Çok akıllı adamlar; oturmuşlar;
Evler, fabrikalar kurmuşlar!
Şirin'in kalbine yol bulamasalar da;
"Gücün de bir hakkı var." ya;
Ferhat gibi ince nazik olmasa da;
Dağları delmişler!
Tüneller, köprüler, ve saire...
Yıkmışlar bütün dünyalarını;
Bir avuç dünya için;
Değer mi değmez mi;
(Paşa gönülleri bilir de!)
Kurdukları dünyanın:
Suları var; içilmez!
Yolları var; geçilmez!
Karac'oğlan'ın derdini döker tellere:
"Üç derdim var; birbirinden seçilmez:
Bir ayrılık bir yoksulluk bir ölüm."
Akıllı adamlar ölüme uzak!
Yazın serin; kışın sıcak odalarda otururlar.

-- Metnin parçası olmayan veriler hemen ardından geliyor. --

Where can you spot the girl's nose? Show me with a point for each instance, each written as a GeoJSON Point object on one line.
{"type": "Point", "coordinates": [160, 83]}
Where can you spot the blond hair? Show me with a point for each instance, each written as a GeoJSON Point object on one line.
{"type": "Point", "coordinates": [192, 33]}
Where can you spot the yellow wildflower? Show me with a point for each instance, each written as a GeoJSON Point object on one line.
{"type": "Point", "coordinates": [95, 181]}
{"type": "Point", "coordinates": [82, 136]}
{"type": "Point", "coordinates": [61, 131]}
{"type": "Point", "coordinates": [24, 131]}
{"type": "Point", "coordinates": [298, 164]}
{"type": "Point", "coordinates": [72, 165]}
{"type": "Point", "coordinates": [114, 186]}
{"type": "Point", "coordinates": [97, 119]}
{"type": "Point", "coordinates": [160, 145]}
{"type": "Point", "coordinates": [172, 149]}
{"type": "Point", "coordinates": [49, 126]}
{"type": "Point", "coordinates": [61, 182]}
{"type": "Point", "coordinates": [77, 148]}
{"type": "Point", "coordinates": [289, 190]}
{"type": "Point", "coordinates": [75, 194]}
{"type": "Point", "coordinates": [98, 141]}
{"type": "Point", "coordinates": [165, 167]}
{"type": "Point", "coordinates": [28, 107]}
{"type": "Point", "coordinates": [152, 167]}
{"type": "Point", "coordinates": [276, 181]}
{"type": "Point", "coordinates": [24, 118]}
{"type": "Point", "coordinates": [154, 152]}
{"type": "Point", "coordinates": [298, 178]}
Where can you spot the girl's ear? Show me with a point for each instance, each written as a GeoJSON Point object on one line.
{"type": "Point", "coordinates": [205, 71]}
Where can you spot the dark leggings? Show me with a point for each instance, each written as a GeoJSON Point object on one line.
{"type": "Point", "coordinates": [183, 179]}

Paha biçilmez (!) paraları var!
Para biçilir pahaları var!
Akıllı, becerikli adamlar;
Etli butlular; görsen; görmeyesin gelir!
Dünyayı bir deri bir kemik bıraktılar!
Yaktılar, yıktılar!
Onlar da bıktılar da...
Dönüp gelseler bari; iş işten geçmeden!
Aynalara baksalar bir de;
Ölüm sabah akşamken...
Uzayan emeller ne?!...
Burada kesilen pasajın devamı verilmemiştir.